Another postcard I received last year, this one is from my Finnish penpal Keiju, sent from her holidays in Scotland. She got to visit some amazing places - how lovely would it be to visit some of these more remote parts of Scotland?!?
Carraig Fhada Lighthouse is located at Port Ellen, a small town on the island of Islay, in Argyll, Scotland. Islay, then, is the southernmost island of the Inner Hebrides of Scotland. Known as "The Queen of the Hebrides", it lies in Argyll just south west of Jura and around 40 kilometres north of the Irish coast. The island's capital and largest settlement is Bowmore where the distinctive round Kilarrow Parish Church and a distillery are located. Port Ellen is the main port.
Islay is the fifth-largest Scottish island and the seventh-largest island surrounding Great Britain, with a total area of almost 620 square kilometres. There is ample evidence of the prehistoric settlement of Islay and the first written reference may have come in the 1st century AD. The island had become part of the Gaelic Kingdom of Dál Riata during the Early Middle Ages before being absorbed into the Norse Kingdom of the Isles. The later medieval period marked a "cultural high point" with the transfer of the Hebrides to the Kingdom of Scotland and the emergence of the Clan Donald Lordship of the Isles, originally centred at Finlaggan. During the 17th century the Clan Donald star waned, but improvements to agriculture and transport led to a rising population, which peaked in the mid-19th century. This was followed by substantial forced displacements and declining resident numbers.
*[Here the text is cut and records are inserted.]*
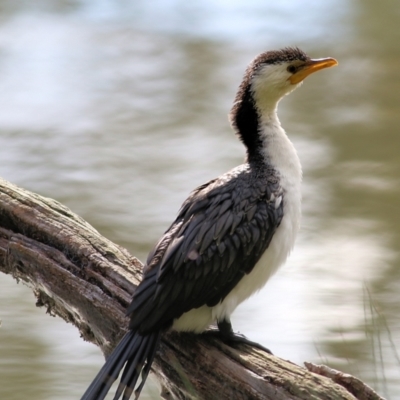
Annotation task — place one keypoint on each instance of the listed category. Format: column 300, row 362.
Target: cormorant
column 231, row 234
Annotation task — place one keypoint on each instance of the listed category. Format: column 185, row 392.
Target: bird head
column 269, row 77
column 272, row 75
column 276, row 73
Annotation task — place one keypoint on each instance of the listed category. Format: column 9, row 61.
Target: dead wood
column 88, row 281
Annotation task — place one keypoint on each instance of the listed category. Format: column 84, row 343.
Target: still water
column 119, row 109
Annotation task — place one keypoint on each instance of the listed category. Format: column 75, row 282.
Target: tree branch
column 88, row 281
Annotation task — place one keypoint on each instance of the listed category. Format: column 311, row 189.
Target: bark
column 88, row 281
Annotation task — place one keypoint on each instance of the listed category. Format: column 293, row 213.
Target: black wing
column 221, row 232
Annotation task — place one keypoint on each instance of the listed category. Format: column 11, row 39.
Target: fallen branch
column 88, row 281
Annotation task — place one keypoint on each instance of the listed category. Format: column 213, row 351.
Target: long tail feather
column 133, row 354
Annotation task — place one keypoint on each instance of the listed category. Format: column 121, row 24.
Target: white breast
column 280, row 153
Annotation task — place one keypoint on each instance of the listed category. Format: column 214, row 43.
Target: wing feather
column 220, row 233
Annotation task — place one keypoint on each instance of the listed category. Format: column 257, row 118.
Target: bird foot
column 226, row 334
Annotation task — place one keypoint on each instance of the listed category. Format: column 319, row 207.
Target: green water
column 118, row 110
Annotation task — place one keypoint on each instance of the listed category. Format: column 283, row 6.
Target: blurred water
column 118, row 110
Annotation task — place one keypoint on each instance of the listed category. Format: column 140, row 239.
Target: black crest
column 244, row 116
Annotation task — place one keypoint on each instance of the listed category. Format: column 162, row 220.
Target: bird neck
column 256, row 126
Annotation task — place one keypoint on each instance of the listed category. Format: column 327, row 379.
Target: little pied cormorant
column 230, row 235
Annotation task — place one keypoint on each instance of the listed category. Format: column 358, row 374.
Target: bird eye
column 291, row 69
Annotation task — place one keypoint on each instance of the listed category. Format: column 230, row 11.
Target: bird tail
column 134, row 354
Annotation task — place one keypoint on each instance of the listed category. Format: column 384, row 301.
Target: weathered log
column 88, row 281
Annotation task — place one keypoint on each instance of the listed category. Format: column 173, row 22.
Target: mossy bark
column 88, row 281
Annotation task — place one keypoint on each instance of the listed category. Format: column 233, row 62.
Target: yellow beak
column 311, row 66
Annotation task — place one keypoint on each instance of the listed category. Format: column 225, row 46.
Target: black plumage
column 221, row 231
column 233, row 242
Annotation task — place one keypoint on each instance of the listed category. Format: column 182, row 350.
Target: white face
column 270, row 84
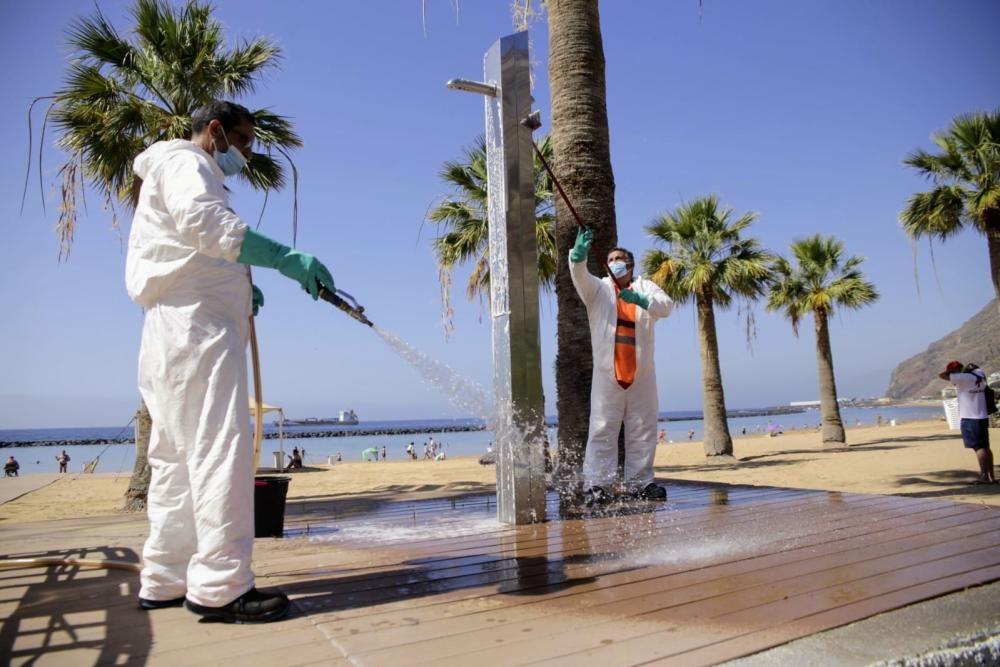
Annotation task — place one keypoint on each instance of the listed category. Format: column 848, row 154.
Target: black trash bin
column 269, row 495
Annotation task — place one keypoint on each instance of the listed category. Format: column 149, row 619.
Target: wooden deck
column 715, row 573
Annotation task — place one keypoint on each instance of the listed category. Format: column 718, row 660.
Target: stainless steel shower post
column 517, row 372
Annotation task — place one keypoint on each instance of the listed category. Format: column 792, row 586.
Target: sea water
column 121, row 458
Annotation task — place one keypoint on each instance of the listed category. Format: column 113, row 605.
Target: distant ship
column 343, row 418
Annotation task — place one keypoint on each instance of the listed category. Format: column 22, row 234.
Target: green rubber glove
column 582, row 246
column 257, row 299
column 258, row 250
column 631, row 296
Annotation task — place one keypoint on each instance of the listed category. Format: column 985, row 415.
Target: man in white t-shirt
column 970, row 384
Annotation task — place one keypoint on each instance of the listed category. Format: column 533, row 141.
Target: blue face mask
column 230, row 161
column 619, row 269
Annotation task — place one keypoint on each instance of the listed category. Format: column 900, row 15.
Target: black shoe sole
column 212, row 615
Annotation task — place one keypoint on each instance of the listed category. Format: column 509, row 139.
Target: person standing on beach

Today, it has over 3,000 inhabitants and the main commercial activities are agriculture, malt whisky distillation and tourism. The island has a long history of religious observance and Scottish Gaelic is spoken by about a quarter of the population. Its landscapes have been celebrated through various art forms and there is a growing interest in renewable energy. Islay is home to many bird species such as the wintering populations of Greenland White-fronted and Barnacle Goose, and is a popular destination throughout the year for birdwatchers. The climate is mild and ameliorated by the Gulf Stream.
I have to confess I pretty much only recognised the name 'Islay' before because of whisky - my dad really likes whisky and I recognise some of the names on the bottles (Laphroaig and Ardbeg mostly). Islay is one of five whisky distilling localities and regions in Scotland whose identity is protected by law. There are eight active distilleries and the industry is the island's second largest employer after agriculture. Those on the south of the island produce malts with a very strong peaty flavour, considered to be the most intensely flavoured of all whiskies. From east to west they are Ardbeg, Lagavulin, and Laphroaig. On the north of the island Bowmore, Bruichladdich, Caol Ila and Bunnahabhain are produced, which are substantially lighter in taste. Kilchoman is a microdistillery opened in 2005 toward the west coast of the Rinns. The oldest record of a legal distillery on the island refers to Bowmore in 1779 and at one time there were up to 23 distilleries in operation.
You don't need to pay this much to send a postcard within the UK... I'm guessing Keiju didn't realise this, I just feel bad that she ended up overpaying to send my card.